He was educated at Trinity College, Oxford, studied law at Clifford's Inn and entered the Inner Temple in 1646. He retained an affection for Trinity, and left the College a bequest in his will. He was called to the Bar in 1653. At an uncertain date, he was sent to Ireland as Attorney General to the Lord President of Munster, though in the disturbed political conditions of the time it is unclear to what extent he was able to carry out his duties. He appears to have become Recorder of Cork in the 1650s, and was elected Recorder of Kinsale in October 1656. His salary as Recorder of Kinsale was 15 shillings a year.
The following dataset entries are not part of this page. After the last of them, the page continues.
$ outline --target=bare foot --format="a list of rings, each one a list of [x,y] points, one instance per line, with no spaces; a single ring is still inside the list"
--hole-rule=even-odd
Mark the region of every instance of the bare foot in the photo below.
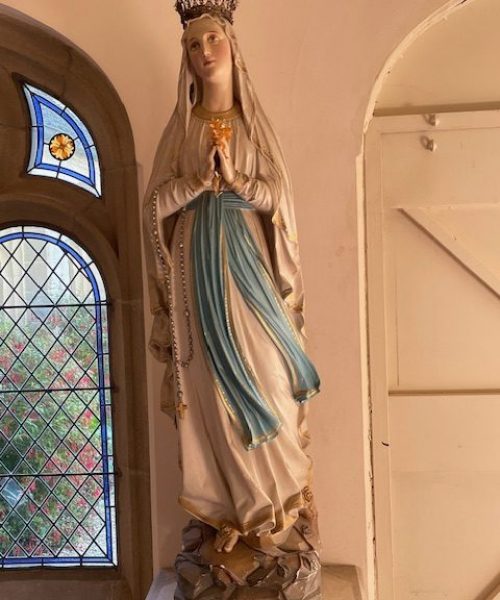
[[[214,548],[217,552],[231,552],[236,546],[240,534],[229,525],[223,525],[215,536]]]

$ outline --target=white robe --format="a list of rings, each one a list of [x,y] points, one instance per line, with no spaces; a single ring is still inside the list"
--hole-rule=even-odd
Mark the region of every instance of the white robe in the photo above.
[[[249,142],[238,111],[234,109],[226,119],[233,128],[230,152],[236,170],[250,176],[239,195],[256,210],[244,211],[244,218],[272,273],[261,219],[261,214],[275,210],[270,174],[266,173],[265,163],[259,161]],[[159,223],[203,191],[197,174],[210,146],[210,121],[195,109],[179,158],[182,177],[171,179],[159,188]],[[181,219],[177,219],[169,248],[173,263],[170,311],[181,361],[189,355],[186,308],[191,314],[193,340],[192,360],[187,368],[180,367],[178,382],[186,406],[177,418],[182,467],[179,502],[195,517],[216,528],[229,524],[242,535],[268,532],[279,539],[279,534],[297,519],[298,510],[306,505],[303,491],[311,485],[311,460],[305,452],[309,443],[306,408],[294,401],[279,349],[248,308],[230,276],[230,313],[236,338],[265,400],[282,423],[277,437],[258,448],[246,450],[239,423],[232,419],[215,384],[199,330],[190,257],[194,215],[193,210],[183,213],[183,240],[180,238]],[[186,274],[184,286],[180,278],[181,241]],[[293,319],[292,309],[288,310]]]

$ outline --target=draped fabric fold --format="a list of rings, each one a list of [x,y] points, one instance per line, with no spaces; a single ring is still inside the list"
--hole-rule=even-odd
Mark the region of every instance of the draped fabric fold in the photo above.
[[[253,210],[251,204],[232,192],[219,196],[204,192],[187,209],[196,210],[192,268],[206,356],[221,399],[239,423],[250,450],[273,439],[281,423],[238,344],[228,277],[234,279],[246,304],[279,348],[288,368],[293,399],[302,403],[317,393],[319,377],[242,214]]]

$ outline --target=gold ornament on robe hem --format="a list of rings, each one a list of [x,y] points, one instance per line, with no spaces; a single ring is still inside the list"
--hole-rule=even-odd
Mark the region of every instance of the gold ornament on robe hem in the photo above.
[[[192,114],[204,121],[225,121],[228,123],[241,116],[241,106],[238,101],[235,101],[233,106],[228,110],[212,112],[207,110],[202,104],[196,104],[193,107]]]
[[[280,531],[288,529],[295,523],[297,518],[295,514],[290,515],[290,513],[295,513],[304,508],[308,502],[310,501],[306,500],[303,491],[300,491],[295,496],[289,498],[281,510],[270,508],[262,511],[262,514],[254,517],[251,521],[246,521],[245,523],[233,523],[224,520],[213,519],[209,515],[203,514],[203,512],[194,503],[186,500],[182,496],[179,497],[179,504],[191,515],[193,515],[193,517],[196,517],[204,523],[212,525],[212,527],[215,527],[216,529],[221,529],[224,527],[224,525],[228,525],[243,536],[248,535],[259,526],[268,523],[274,524],[274,528]]]

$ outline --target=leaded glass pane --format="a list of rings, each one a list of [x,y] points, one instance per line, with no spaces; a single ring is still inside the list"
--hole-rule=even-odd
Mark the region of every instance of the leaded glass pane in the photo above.
[[[0,230],[3,567],[117,564],[106,291],[77,244]]]
[[[94,140],[80,117],[47,92],[23,85],[31,117],[28,174],[68,181],[101,196]]]

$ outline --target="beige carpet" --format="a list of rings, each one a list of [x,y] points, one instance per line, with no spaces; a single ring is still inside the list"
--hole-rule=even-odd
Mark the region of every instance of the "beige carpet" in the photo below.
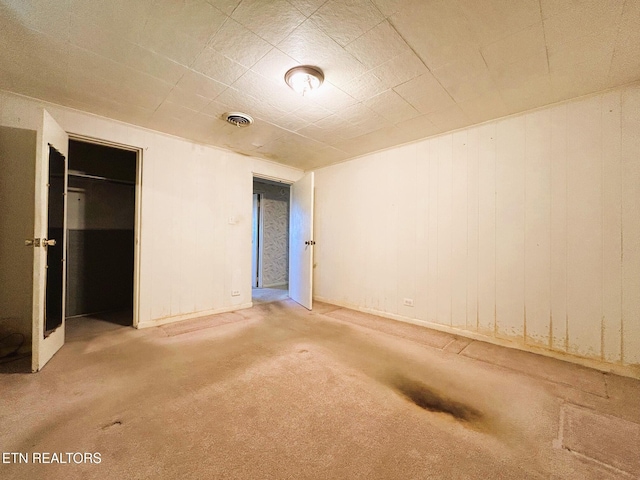
[[[42,372],[0,374],[0,445],[100,463],[0,463],[0,478],[640,475],[636,380],[290,300],[96,325]]]

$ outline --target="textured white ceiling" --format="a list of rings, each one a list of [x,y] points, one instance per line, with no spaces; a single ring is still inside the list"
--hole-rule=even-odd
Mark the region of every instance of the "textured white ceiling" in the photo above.
[[[638,79],[640,0],[0,0],[1,89],[302,169]]]

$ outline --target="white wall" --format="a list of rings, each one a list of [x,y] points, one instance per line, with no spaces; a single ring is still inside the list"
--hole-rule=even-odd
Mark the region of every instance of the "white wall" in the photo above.
[[[33,250],[24,241],[33,237],[34,182],[27,182],[35,172],[36,145],[35,131],[0,127],[0,338],[23,335],[20,353],[31,350]],[[0,342],[0,355],[13,349],[2,348],[7,341],[16,340]]]
[[[0,125],[35,129],[42,107],[67,132],[143,149],[140,326],[251,304],[253,174],[301,171],[7,92]]]
[[[640,376],[640,87],[320,169],[316,240],[317,299]]]

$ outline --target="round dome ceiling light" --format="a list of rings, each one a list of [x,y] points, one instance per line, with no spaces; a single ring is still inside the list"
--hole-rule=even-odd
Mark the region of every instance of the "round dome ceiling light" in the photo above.
[[[318,67],[301,65],[285,73],[284,81],[294,92],[304,96],[322,85],[324,74]]]
[[[222,118],[236,127],[248,127],[253,123],[253,117],[242,112],[228,112]]]

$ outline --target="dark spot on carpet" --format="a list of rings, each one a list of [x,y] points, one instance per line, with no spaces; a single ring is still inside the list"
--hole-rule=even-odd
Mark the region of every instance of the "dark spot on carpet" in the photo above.
[[[298,353],[307,353],[309,350],[305,350],[304,348],[302,350],[298,350]]]
[[[113,421],[111,423],[108,423],[107,425],[104,425],[102,427],[102,430],[106,430],[107,428],[115,427],[117,425],[122,425],[122,422],[120,420],[115,420],[115,421]]]
[[[391,387],[423,410],[444,413],[458,421],[469,424],[479,424],[483,419],[483,415],[479,410],[452,400],[417,380],[397,375],[393,378]]]

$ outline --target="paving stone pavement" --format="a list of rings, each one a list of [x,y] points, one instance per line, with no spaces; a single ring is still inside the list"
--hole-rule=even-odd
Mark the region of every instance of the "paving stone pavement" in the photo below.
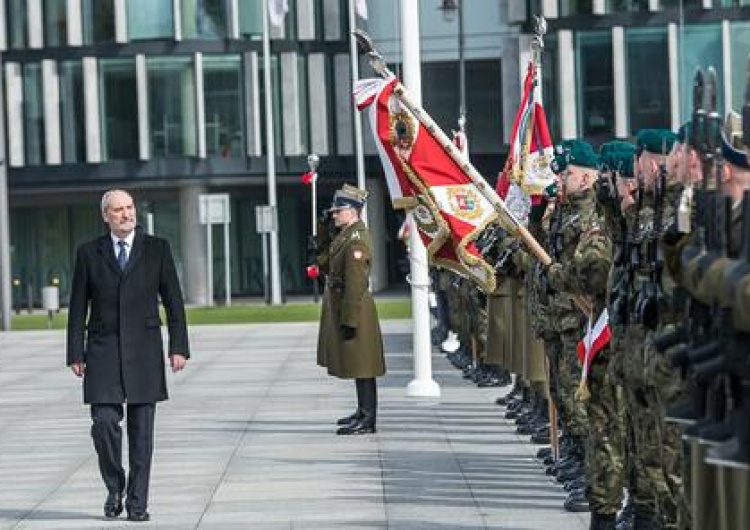
[[[102,516],[80,382],[60,331],[0,333],[0,528],[584,530],[506,392],[435,353],[437,400],[406,397],[411,324],[383,323],[378,433],[338,437],[354,385],[315,366],[317,324],[196,326],[157,407],[151,523]]]

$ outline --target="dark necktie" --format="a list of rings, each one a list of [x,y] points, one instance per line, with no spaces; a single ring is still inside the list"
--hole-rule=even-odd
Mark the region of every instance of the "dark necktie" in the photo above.
[[[128,263],[128,251],[125,248],[127,245],[123,240],[117,242],[117,246],[120,247],[117,252],[117,264],[120,266],[120,270],[123,270]]]

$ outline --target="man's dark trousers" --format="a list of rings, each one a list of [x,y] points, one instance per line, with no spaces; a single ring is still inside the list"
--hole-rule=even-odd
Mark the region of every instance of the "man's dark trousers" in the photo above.
[[[127,482],[128,512],[144,512],[148,505],[148,485],[151,475],[151,456],[154,452],[155,403],[128,403],[128,459],[130,470]],[[91,405],[91,438],[99,455],[99,471],[110,493],[125,489],[125,470],[122,467],[123,406],[119,403]]]

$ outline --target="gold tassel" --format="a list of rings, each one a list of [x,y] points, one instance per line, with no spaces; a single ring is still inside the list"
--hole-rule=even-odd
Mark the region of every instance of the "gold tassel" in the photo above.
[[[581,377],[581,383],[578,385],[578,390],[576,390],[576,399],[578,401],[588,401],[590,397],[591,392],[589,392],[588,377]]]

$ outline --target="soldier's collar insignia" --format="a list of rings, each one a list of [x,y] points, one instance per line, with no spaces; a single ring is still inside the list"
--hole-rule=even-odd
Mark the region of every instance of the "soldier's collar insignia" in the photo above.
[[[359,232],[352,232],[352,237],[350,237],[352,241],[359,241],[362,239],[362,237],[359,235]]]
[[[362,259],[362,251],[357,249],[352,253],[352,256],[354,256],[354,259]]]

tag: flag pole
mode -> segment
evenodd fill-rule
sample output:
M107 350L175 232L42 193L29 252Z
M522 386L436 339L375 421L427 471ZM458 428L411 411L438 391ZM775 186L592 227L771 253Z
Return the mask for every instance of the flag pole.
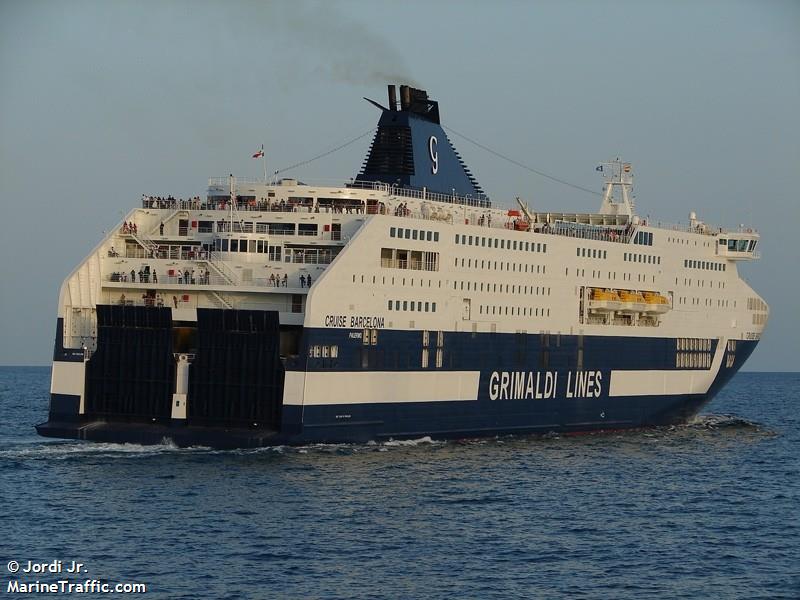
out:
M267 155L264 153L264 144L261 144L261 160L264 161L264 183L267 183Z

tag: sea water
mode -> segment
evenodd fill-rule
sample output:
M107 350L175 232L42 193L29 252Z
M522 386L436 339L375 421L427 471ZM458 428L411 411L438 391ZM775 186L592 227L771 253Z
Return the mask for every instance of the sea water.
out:
M48 388L0 368L0 595L800 598L799 374L681 427L239 451L39 438Z

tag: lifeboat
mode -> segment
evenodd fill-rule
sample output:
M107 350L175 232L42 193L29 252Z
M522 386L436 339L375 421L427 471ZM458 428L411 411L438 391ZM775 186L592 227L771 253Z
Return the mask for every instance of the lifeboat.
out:
M666 298L666 296L662 296L661 294L657 294L655 292L644 292L642 296L644 296L644 300L647 303L645 312L663 314L669 311L669 300Z
M619 299L622 303L621 310L623 312L642 313L647 310L647 301L637 291L620 290Z
M612 312L622 308L619 295L614 290L602 288L589 288L590 312Z

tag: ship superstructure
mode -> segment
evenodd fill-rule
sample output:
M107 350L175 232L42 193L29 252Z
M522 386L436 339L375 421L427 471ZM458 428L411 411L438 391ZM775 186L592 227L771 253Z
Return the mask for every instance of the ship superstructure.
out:
M686 421L755 348L758 234L497 208L422 90L338 187L144 196L61 287L42 435L261 446Z

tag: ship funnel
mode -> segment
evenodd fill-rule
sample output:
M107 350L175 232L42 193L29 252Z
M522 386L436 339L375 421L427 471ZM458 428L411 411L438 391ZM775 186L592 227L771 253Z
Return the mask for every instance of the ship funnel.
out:
M400 85L398 109L397 86L387 90L388 108L370 100L382 112L356 181L485 199L442 128L439 103L425 90Z

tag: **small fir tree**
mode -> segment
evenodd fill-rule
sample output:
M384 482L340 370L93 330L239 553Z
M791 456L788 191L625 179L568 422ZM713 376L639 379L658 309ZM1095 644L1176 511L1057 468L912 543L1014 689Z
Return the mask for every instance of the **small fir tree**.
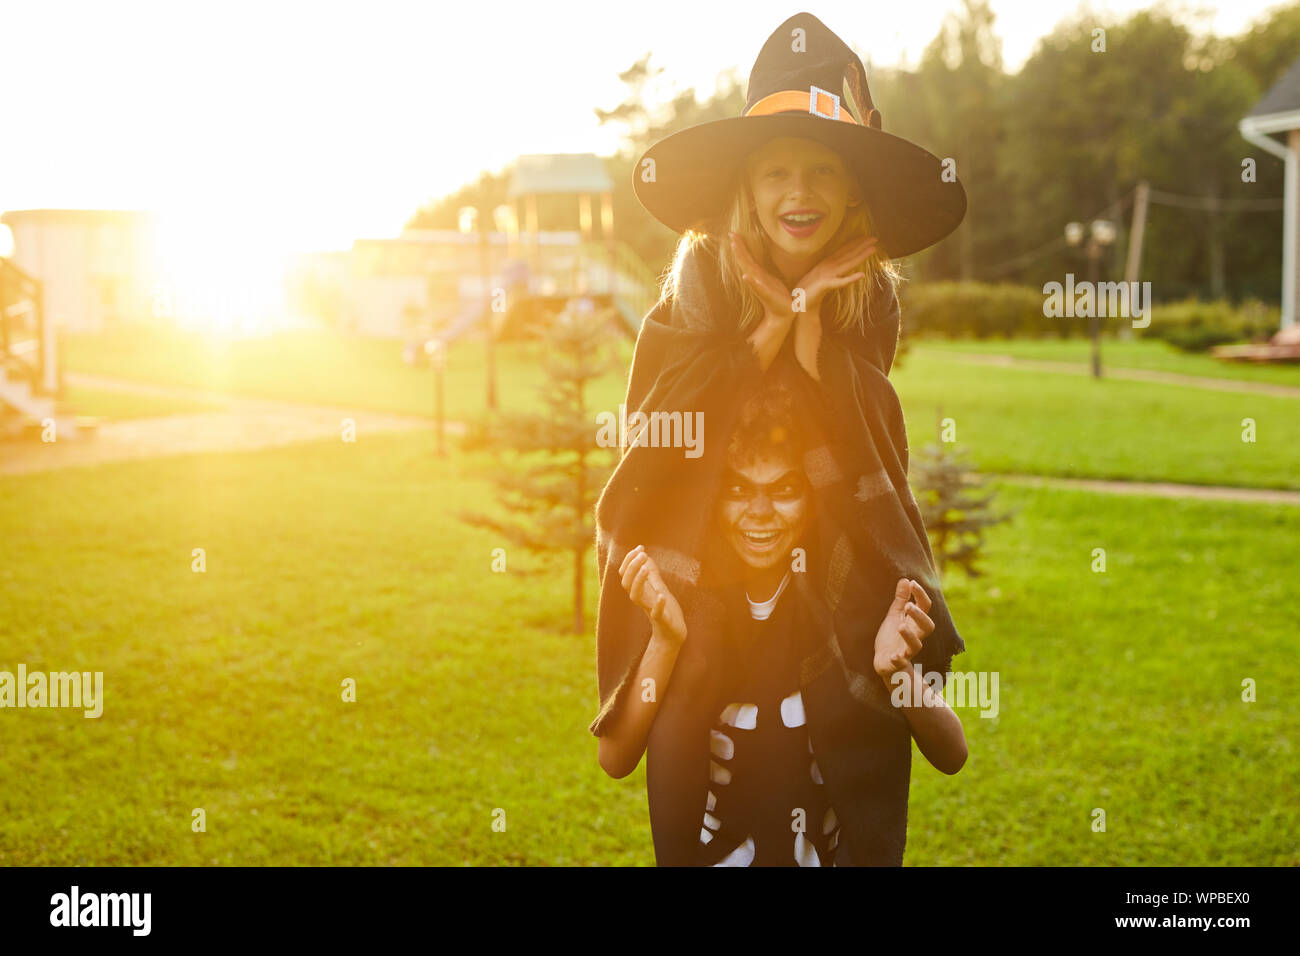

He became a member of the Irish Bar, and was admitted to the King's Inns, Dublin, in January 1658.

In 1660 he was chosen to sit in the Convention which oversaw the Restoration of Charles II in Ireland and acted as the effective Parliament of Ireland until the election of a properly constituted Parliament (i.e. one which had the royal assent to its actions) the following year.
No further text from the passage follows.